Curieusement, le modèle utilisé à Bagdad est celui commandé par la Commission électorale nationale indépendante (Céni) en République Démocratique du Congo pour les élections du 23 décembre prochain. Il s’agit de Miru System du fabricant sud-coréen.

Selon Didier Nkingu, juriste belge spécialiste des élections congolaises, le contrat signé par Miru System avec l’Irak prévoyait pourtant la fourniture de 40 experts pour intervenir en cas de problème. Cependant, poursuit-il, “cette disposition de prévention n’est pas prévue dans le contrat entre Miru et la CENI en ce qui concerne la République démocratique du Congo. Pourtant, la RD Congo, à l’instar de l’Irak, reste tributaire, à un plus haut degré, d’une fourniture de courant électrique de mauvaise qualité”. Une façon de tirer la sonnette d’alarme de manière à permettre à la Centrale électorale en République Démocratique de prendre les dispositions afin d’éviter l’irréparable.

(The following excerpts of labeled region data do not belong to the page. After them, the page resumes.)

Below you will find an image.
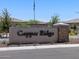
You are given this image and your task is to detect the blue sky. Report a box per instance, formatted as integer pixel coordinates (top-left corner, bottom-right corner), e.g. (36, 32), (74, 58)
(0, 0), (79, 22)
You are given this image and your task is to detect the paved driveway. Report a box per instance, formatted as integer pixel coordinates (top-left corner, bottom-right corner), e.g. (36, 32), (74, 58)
(0, 47), (79, 59)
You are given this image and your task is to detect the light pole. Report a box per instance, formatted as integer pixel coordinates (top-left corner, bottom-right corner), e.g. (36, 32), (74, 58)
(33, 0), (35, 20)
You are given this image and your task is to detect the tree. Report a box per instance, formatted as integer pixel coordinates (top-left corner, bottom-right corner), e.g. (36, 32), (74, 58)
(49, 16), (60, 26)
(1, 9), (11, 33)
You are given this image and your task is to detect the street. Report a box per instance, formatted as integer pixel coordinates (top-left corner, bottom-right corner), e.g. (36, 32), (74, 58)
(0, 47), (79, 59)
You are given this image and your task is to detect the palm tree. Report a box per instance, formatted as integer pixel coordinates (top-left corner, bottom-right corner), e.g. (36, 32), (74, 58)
(1, 9), (11, 33)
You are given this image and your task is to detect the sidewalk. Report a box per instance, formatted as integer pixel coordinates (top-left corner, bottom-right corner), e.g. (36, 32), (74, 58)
(0, 44), (79, 51)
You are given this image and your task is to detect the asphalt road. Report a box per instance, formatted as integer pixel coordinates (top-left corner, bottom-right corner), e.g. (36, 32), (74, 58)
(0, 48), (79, 59)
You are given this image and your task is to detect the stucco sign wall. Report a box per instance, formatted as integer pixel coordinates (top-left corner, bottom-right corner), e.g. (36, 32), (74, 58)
(9, 27), (58, 43)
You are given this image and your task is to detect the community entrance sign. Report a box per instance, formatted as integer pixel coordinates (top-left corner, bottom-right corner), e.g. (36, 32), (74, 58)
(10, 27), (58, 43)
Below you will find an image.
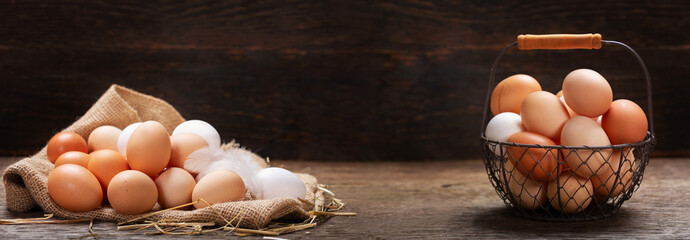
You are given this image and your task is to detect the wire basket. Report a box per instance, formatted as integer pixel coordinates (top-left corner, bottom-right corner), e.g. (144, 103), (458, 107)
(480, 34), (656, 222)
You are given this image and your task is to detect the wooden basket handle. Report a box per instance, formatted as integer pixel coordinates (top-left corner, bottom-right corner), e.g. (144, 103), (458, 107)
(517, 33), (601, 50)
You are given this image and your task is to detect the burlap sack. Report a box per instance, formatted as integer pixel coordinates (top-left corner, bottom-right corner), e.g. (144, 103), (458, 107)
(3, 85), (322, 228)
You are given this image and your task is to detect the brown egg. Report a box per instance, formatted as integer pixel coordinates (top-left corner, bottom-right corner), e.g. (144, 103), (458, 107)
(508, 132), (560, 182)
(490, 74), (541, 115)
(500, 161), (546, 209)
(155, 167), (196, 208)
(108, 170), (158, 214)
(87, 125), (122, 152)
(561, 116), (611, 179)
(55, 151), (91, 167)
(192, 169), (247, 208)
(546, 172), (594, 214)
(168, 133), (208, 168)
(88, 149), (129, 193)
(601, 99), (647, 144)
(48, 163), (103, 212)
(47, 132), (89, 163)
(520, 91), (570, 141)
(126, 121), (170, 179)
(592, 151), (637, 199)
(563, 69), (613, 118)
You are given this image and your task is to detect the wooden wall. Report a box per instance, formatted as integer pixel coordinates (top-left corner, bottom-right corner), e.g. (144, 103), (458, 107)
(0, 0), (690, 161)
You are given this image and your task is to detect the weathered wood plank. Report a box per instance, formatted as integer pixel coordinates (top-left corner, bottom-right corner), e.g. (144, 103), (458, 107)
(0, 158), (690, 239)
(0, 0), (690, 160)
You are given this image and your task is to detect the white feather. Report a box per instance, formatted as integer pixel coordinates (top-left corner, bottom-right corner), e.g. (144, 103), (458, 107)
(185, 147), (262, 196)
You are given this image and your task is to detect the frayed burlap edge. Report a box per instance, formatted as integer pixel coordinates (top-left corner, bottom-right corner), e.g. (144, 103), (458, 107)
(3, 85), (317, 228)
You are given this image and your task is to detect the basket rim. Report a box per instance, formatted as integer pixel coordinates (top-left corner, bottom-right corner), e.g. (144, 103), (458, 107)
(480, 131), (656, 150)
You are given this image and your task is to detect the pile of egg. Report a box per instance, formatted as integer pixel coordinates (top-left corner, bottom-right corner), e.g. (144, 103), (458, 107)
(47, 120), (306, 214)
(485, 69), (647, 213)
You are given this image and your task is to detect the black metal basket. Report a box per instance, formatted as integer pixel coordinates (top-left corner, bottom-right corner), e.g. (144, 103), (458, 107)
(481, 35), (656, 222)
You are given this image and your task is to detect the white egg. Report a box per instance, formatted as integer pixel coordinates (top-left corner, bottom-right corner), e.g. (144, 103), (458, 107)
(117, 122), (141, 156)
(171, 120), (220, 148)
(484, 112), (525, 155)
(254, 167), (307, 199)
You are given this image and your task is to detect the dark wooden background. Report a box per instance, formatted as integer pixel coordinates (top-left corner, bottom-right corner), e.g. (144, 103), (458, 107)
(0, 0), (690, 160)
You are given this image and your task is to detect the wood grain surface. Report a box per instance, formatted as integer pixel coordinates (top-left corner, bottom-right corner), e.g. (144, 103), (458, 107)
(0, 157), (690, 239)
(0, 0), (690, 161)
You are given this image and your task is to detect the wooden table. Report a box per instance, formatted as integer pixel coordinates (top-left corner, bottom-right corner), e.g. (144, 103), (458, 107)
(0, 157), (690, 239)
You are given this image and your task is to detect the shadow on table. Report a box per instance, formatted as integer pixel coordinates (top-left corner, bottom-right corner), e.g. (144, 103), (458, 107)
(452, 207), (645, 237)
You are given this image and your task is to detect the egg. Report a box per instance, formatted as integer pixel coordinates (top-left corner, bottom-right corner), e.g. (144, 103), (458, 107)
(546, 173), (594, 214)
(561, 116), (611, 179)
(55, 151), (91, 167)
(592, 151), (637, 199)
(47, 132), (89, 163)
(117, 122), (141, 157)
(508, 132), (560, 182)
(168, 133), (208, 168)
(556, 95), (580, 118)
(47, 163), (103, 212)
(484, 112), (525, 156)
(108, 170), (158, 215)
(601, 99), (647, 144)
(520, 91), (570, 140)
(154, 167), (196, 208)
(253, 167), (307, 199)
(87, 149), (129, 193)
(499, 161), (546, 209)
(559, 96), (601, 122)
(87, 125), (122, 152)
(172, 120), (220, 148)
(490, 74), (541, 115)
(126, 121), (171, 179)
(563, 69), (613, 117)
(192, 169), (247, 209)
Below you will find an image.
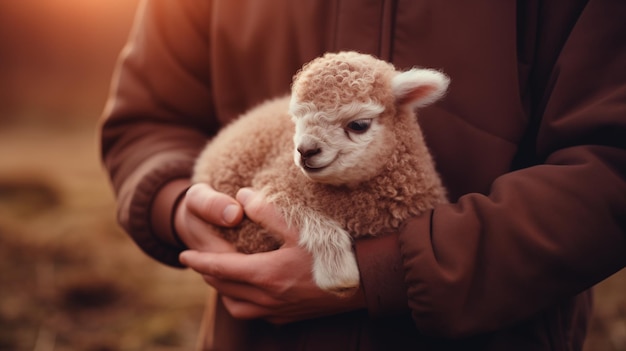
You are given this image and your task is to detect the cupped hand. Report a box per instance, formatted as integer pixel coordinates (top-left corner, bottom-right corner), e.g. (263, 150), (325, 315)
(180, 188), (365, 324)
(174, 183), (243, 252)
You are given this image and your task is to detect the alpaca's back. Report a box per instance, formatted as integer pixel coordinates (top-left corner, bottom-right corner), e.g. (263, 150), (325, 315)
(192, 97), (296, 253)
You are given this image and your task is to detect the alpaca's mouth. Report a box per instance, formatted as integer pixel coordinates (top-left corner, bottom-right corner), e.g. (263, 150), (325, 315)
(300, 156), (337, 173)
(302, 163), (328, 173)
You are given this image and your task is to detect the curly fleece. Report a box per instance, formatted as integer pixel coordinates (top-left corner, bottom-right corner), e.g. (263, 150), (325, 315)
(193, 52), (446, 253)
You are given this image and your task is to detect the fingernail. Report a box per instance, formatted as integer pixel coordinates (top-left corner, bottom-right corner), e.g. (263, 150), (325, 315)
(222, 205), (239, 224)
(178, 251), (189, 266)
(236, 188), (254, 205)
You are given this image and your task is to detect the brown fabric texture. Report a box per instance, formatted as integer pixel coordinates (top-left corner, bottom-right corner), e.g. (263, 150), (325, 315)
(101, 0), (626, 350)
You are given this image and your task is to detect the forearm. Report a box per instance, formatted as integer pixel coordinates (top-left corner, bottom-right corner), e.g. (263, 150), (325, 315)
(100, 0), (217, 265)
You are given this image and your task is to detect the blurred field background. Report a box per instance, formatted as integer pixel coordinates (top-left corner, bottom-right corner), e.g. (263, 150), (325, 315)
(0, 0), (626, 351)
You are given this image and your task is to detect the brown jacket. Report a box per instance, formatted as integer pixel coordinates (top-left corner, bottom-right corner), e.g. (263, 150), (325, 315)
(102, 0), (626, 350)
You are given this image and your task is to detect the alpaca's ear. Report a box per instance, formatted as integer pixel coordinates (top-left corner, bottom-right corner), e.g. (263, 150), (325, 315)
(391, 68), (450, 107)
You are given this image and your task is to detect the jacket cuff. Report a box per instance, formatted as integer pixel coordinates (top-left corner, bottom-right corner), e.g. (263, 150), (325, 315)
(354, 233), (409, 317)
(127, 161), (193, 267)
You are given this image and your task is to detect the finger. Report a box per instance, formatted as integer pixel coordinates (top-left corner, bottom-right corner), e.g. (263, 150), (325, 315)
(202, 275), (281, 309)
(185, 183), (243, 227)
(236, 188), (298, 245)
(179, 250), (263, 283)
(222, 295), (274, 319)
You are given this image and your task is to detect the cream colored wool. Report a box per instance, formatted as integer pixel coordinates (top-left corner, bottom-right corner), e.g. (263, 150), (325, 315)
(193, 52), (448, 294)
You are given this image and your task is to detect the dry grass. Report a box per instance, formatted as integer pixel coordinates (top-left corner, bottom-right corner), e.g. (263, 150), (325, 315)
(0, 124), (626, 351)
(0, 122), (206, 351)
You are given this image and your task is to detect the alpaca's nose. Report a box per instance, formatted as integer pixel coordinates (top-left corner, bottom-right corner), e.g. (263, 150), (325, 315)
(297, 146), (322, 160)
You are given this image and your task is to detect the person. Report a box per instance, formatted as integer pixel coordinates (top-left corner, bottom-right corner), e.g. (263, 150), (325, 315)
(100, 0), (626, 351)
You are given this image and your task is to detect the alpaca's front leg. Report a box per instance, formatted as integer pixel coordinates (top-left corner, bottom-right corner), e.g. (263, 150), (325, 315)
(299, 213), (359, 296)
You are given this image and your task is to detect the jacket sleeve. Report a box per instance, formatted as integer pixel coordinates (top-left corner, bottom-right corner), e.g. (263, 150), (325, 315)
(100, 0), (216, 266)
(356, 1), (626, 337)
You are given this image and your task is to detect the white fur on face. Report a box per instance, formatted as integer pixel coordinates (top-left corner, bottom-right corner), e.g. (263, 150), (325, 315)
(290, 99), (386, 185)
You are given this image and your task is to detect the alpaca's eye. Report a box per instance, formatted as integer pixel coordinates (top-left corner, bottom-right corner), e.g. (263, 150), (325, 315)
(346, 119), (372, 134)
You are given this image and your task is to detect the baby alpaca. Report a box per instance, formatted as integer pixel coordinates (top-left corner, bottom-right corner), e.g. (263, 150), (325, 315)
(193, 52), (449, 295)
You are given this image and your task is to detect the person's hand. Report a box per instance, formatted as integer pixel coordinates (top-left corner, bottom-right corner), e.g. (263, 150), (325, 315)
(180, 189), (365, 324)
(174, 184), (243, 252)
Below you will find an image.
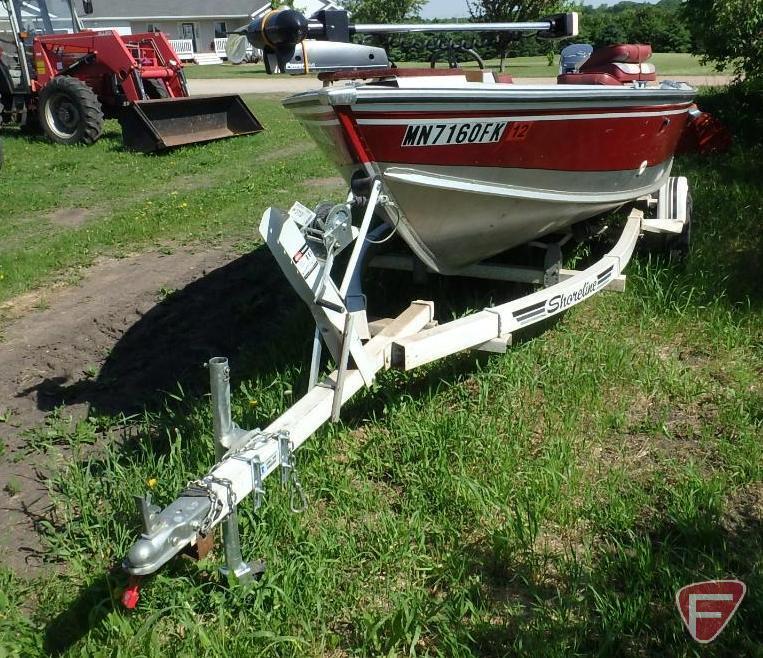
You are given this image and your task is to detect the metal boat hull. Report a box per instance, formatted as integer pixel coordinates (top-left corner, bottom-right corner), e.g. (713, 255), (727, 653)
(285, 79), (693, 273)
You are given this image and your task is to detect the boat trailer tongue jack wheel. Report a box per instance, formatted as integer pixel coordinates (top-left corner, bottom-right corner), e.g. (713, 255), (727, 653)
(122, 178), (689, 596)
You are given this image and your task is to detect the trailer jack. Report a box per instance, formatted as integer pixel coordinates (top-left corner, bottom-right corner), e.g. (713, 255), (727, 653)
(123, 178), (690, 580)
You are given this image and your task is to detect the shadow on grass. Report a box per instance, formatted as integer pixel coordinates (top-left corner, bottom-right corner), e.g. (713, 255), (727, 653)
(24, 248), (308, 415)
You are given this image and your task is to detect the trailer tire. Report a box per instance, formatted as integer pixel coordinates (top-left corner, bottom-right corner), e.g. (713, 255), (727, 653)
(663, 192), (694, 262)
(38, 76), (103, 145)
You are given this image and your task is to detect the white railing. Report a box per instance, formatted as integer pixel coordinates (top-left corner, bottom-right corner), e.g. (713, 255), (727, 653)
(215, 37), (262, 58)
(170, 39), (195, 59)
(215, 37), (228, 57)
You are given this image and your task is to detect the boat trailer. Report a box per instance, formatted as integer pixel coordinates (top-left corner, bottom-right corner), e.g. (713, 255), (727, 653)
(122, 177), (691, 608)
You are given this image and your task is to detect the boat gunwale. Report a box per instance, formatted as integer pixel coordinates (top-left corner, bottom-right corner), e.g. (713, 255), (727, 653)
(283, 83), (697, 111)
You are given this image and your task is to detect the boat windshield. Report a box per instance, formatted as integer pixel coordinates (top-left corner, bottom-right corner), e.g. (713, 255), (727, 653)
(13, 0), (77, 36)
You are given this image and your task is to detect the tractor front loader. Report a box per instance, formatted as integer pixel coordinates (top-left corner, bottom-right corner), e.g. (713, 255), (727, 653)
(0, 0), (262, 153)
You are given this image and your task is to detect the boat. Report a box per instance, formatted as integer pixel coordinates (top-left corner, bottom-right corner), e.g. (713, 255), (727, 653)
(240, 11), (695, 274)
(284, 60), (695, 274)
(122, 10), (694, 584)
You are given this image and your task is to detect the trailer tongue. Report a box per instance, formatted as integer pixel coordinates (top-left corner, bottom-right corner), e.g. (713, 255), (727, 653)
(119, 95), (263, 153)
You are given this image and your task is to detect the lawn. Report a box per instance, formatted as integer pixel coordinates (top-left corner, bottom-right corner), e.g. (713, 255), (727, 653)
(0, 89), (763, 657)
(185, 53), (716, 80)
(0, 96), (340, 302)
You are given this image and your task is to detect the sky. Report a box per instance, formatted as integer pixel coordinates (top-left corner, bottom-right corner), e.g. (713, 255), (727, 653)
(423, 0), (656, 18)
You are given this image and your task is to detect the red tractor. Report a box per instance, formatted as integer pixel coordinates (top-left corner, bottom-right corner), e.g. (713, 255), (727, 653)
(0, 0), (262, 152)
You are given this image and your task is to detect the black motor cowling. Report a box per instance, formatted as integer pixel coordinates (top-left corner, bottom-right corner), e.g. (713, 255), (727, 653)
(246, 9), (308, 52)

À l’interne, cette machine est déjà contestée par les partis de l’opposition qui la qualifie de “machine à tricher et d’illégale”. Du côté de la Céni on rassure que les élections seront organisées le 23 décembre avec la machine à voter. Il est, cependant, vrai de reconnaitre que si la machine à voter est écartée, il faudra reporter les élections d’au moins 6 mois. Dans ces conditions, les élections prévues en décembre 2018 ne pourraient avoir lieu qu’en juin ou juillet 2019, selon les milieux proches de la CENI.